Transcendental Subjectivity as the Foundation of Knowledge: A Critique of Edmund Husserl's Epistemological Foundationalism.

Author: Owolabi, Kolawole Aderemi

Supervisor: Omoregbe J. I.

This study intends to show that Edmund Husserl's theory of transcendental subjectivity is inadequate as the ultimate ground and the absolute standard of justification for all epistemic claims. Epistemology - the branch of philosophy that investigates the nature of human knowledge - has been dominated throughout its history by the belief that there can be one ultimate source of all knowledge claims and that this source should also play the role of the standard of justification for our knowledge claims.
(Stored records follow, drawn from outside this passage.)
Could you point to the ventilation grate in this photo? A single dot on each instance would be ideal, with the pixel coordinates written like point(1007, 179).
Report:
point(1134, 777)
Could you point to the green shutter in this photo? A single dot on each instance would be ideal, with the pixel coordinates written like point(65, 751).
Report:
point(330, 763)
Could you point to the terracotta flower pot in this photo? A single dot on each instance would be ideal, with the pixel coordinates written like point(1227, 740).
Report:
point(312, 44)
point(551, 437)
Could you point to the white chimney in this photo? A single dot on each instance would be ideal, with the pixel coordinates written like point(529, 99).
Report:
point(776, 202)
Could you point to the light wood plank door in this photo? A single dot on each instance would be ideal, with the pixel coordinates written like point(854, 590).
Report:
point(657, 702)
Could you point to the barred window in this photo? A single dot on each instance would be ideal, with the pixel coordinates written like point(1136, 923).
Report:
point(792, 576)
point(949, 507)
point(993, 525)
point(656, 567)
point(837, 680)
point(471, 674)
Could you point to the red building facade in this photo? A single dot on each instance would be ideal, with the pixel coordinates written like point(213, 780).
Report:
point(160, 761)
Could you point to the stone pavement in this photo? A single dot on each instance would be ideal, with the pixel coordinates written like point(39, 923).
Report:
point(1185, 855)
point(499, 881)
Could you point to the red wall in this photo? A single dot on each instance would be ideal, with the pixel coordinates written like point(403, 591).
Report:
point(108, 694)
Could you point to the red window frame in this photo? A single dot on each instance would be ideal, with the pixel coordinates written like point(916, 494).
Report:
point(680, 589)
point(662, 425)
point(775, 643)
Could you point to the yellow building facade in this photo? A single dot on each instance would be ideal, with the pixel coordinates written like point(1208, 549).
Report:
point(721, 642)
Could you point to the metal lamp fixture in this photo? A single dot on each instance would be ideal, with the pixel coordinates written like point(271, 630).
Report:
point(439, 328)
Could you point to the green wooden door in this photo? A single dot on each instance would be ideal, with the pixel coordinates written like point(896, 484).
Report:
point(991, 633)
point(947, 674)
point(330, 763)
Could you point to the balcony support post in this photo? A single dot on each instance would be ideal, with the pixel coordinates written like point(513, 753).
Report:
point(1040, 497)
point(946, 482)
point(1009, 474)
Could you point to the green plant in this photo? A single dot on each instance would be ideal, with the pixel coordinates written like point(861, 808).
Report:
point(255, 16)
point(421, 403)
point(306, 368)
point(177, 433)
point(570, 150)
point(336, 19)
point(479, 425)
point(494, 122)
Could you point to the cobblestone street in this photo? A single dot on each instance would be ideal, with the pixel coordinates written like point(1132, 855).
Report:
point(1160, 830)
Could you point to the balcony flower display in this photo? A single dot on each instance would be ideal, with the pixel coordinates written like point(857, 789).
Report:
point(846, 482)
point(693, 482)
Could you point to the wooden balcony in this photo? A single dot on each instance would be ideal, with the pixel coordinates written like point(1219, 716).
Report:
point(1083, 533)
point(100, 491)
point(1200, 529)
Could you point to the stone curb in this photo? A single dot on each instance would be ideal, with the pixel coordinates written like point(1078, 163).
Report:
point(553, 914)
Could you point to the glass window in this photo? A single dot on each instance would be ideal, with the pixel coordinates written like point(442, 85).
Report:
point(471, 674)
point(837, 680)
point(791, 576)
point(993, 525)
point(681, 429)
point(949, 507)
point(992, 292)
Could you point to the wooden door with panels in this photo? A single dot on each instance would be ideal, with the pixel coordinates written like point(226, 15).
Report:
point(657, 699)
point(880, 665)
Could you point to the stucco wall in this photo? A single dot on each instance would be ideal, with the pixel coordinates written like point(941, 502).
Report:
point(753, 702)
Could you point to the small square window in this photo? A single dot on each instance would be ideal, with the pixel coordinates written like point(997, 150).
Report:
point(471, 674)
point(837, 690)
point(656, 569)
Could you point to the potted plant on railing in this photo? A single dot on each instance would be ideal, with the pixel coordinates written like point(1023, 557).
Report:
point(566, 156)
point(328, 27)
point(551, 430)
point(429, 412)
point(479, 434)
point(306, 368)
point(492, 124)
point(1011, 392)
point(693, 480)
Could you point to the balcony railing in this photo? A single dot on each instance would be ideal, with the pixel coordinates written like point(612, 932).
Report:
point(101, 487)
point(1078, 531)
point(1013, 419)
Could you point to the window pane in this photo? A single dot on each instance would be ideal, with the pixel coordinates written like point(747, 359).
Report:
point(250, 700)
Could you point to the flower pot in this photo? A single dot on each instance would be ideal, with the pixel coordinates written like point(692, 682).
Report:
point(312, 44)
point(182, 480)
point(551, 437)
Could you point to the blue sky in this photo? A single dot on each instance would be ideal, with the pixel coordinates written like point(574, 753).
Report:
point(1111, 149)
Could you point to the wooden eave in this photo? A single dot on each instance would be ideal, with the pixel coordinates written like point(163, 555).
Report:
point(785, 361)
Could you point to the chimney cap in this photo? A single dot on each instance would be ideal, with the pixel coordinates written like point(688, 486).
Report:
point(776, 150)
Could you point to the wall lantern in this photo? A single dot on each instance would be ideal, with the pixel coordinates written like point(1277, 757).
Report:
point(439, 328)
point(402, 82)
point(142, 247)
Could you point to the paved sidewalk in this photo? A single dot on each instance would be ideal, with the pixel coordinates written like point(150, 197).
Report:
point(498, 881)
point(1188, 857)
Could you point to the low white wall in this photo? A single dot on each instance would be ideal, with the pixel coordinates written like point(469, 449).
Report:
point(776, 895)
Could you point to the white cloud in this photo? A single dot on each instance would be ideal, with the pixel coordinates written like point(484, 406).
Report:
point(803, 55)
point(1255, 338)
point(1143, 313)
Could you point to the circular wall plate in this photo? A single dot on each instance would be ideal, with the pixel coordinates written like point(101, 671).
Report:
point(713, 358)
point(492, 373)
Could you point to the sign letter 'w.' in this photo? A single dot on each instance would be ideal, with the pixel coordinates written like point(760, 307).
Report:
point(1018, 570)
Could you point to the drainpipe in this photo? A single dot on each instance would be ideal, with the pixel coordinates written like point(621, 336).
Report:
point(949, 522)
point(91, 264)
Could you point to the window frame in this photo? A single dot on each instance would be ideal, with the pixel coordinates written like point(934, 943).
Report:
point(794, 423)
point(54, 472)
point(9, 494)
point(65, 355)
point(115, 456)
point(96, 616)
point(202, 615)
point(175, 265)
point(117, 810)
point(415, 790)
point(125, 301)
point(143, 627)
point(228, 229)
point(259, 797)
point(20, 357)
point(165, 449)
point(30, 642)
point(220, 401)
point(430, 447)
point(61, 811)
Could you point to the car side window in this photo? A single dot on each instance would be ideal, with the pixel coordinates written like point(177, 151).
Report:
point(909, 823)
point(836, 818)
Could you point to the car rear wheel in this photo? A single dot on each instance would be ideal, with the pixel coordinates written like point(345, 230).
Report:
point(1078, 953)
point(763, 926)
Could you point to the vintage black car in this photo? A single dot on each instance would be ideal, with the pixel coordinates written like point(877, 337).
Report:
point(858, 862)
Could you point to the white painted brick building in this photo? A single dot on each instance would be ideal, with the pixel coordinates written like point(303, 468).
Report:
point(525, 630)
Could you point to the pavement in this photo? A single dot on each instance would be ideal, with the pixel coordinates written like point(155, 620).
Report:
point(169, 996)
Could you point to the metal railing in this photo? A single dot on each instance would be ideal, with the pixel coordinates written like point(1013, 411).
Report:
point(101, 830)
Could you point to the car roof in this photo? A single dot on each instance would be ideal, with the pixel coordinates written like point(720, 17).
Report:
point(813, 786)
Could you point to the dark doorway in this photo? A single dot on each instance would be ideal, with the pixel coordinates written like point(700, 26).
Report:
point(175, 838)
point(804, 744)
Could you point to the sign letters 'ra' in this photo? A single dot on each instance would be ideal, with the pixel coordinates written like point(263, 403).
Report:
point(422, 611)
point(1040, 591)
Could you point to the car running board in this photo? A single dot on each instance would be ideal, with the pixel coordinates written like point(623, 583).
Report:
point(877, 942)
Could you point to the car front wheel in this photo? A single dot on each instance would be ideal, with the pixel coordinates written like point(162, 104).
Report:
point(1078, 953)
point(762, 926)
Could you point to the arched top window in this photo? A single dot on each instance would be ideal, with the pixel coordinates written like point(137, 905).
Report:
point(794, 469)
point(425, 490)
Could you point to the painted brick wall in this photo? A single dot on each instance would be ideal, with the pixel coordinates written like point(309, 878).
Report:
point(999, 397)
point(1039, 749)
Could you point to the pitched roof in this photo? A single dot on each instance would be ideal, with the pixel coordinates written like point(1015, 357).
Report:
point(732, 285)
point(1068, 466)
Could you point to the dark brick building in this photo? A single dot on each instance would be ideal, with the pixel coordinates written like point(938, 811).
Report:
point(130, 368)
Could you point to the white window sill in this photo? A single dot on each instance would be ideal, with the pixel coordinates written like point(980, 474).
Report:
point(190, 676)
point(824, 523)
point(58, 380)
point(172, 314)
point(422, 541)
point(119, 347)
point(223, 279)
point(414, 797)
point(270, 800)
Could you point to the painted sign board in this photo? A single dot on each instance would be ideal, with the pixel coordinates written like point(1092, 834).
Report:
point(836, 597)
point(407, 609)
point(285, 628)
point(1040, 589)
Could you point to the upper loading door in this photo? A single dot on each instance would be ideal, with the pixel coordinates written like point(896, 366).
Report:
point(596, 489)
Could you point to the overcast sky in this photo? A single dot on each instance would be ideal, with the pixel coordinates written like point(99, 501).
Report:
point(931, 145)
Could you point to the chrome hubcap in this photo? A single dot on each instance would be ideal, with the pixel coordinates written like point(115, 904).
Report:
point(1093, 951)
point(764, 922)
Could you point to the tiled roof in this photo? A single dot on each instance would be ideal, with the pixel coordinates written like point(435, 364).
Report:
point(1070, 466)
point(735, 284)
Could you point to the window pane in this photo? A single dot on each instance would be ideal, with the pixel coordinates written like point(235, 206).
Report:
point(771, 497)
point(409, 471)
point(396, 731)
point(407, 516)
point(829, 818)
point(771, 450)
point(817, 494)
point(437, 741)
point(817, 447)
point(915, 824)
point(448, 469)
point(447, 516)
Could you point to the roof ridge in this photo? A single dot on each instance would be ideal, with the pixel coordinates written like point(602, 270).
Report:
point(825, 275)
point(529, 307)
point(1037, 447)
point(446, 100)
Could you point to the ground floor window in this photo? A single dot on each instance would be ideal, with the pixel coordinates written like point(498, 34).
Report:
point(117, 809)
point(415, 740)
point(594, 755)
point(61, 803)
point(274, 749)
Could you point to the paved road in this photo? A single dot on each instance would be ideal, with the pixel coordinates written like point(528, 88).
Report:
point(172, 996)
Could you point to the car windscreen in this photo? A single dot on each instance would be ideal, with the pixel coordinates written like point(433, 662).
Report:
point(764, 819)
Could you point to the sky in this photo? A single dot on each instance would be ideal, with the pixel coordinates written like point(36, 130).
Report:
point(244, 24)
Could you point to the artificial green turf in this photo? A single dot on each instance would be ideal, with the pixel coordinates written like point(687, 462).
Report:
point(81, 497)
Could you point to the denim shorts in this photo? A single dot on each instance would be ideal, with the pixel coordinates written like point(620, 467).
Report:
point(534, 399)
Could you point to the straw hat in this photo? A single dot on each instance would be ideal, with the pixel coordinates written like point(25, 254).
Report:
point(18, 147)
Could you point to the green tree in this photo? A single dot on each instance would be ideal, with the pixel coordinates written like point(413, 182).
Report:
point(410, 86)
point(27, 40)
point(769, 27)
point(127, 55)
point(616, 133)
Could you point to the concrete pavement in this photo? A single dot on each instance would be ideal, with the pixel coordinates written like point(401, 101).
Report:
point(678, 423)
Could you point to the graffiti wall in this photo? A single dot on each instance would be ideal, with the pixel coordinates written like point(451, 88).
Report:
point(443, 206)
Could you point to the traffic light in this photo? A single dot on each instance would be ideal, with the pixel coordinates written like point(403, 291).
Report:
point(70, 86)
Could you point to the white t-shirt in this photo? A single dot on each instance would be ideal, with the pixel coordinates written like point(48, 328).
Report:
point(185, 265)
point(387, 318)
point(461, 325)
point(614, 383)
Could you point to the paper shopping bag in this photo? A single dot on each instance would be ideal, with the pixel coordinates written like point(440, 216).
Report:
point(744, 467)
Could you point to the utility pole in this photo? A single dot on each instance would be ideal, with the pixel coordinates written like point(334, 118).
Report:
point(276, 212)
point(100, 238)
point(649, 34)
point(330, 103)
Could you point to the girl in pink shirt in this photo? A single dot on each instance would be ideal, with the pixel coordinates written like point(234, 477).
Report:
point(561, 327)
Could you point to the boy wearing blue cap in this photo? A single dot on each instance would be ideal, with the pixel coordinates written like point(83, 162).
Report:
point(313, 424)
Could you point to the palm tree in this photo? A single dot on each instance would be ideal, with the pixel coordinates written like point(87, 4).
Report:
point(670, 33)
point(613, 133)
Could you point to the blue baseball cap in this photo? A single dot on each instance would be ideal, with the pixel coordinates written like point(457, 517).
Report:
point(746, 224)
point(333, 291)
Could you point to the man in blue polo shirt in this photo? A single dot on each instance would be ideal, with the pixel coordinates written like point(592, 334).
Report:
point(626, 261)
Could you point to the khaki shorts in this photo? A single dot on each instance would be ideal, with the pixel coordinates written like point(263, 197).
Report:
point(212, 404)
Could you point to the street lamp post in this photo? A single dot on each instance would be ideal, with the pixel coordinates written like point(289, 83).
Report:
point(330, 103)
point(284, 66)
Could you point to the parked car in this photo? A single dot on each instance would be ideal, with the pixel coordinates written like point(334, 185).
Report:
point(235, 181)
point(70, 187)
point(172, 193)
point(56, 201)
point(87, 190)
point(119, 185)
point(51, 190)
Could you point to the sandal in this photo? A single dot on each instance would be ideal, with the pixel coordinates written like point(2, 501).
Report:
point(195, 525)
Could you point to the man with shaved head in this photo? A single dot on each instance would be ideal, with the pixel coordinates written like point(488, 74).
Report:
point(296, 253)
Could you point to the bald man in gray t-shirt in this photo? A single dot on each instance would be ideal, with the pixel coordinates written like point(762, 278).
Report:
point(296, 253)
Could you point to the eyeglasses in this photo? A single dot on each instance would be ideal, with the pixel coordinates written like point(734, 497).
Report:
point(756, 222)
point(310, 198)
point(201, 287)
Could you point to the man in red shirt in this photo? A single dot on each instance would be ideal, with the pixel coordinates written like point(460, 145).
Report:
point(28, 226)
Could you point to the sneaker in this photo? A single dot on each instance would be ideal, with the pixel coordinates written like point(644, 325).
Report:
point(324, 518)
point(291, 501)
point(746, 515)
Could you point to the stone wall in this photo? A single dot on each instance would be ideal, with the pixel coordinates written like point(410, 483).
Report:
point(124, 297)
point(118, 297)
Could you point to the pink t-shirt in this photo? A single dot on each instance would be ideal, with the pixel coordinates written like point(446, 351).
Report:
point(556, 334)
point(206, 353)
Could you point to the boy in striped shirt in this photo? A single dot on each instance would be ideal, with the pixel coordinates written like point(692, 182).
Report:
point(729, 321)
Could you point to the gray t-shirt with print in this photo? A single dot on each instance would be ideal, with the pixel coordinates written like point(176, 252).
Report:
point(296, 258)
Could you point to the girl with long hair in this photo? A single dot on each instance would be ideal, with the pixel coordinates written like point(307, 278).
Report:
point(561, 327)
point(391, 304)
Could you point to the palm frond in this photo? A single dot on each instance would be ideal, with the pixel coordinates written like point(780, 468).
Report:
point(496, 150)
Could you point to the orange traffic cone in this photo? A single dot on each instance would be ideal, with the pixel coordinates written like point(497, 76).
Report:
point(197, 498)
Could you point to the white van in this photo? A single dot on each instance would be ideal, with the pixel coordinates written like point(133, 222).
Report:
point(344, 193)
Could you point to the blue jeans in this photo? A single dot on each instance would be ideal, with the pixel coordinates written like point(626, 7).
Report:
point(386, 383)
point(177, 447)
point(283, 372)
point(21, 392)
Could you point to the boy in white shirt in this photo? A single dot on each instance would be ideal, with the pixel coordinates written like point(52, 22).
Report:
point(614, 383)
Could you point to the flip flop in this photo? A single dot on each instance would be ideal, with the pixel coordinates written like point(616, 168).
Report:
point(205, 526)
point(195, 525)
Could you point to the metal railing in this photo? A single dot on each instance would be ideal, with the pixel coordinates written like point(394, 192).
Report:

Recently this position has been tagged "epistemological foundationalism". Edmund Husserl (1859 - 1938), popularly known as the father of the phenomenological movement, has within his philosophy an epistemological foundationalist theory. Husserl was an admirer of Rene Descartes who without any doubt is the ideal foundationalist. In fact, Husserl's foundationalism is a revised version of Descartes' foundationalism. Husserl's foundationalism which rests on the theory of transcendental subjectivity shall be shown to be untenable. We shall also argue that any form of foundationalism cannot be adequate since foundationalism emanated from the errorneous assumption that there can be an ultimate ground for the numerous knowledge claims that we may make. A theory of knowledge which sees knowledge as a dynamic enterprises is adopted in this thesis. This will do away with the dogmatism of foundationalism and accept multiple sources of knowledge instead of one ultimate source. It will see the justification of knowledge as being contextually determined and will deny any absolute a prior standard of justification. The consequence of this epistemic position on society at large is open-mindedness and tolerance. The new epistermic theory will serve as panacea for the manifold problems that foundationalism had created and it will call to order the dogmatism, fanaticism and intolerance which are inseparable from entrenched foundationalism and which we cannot afford in the contemporary world.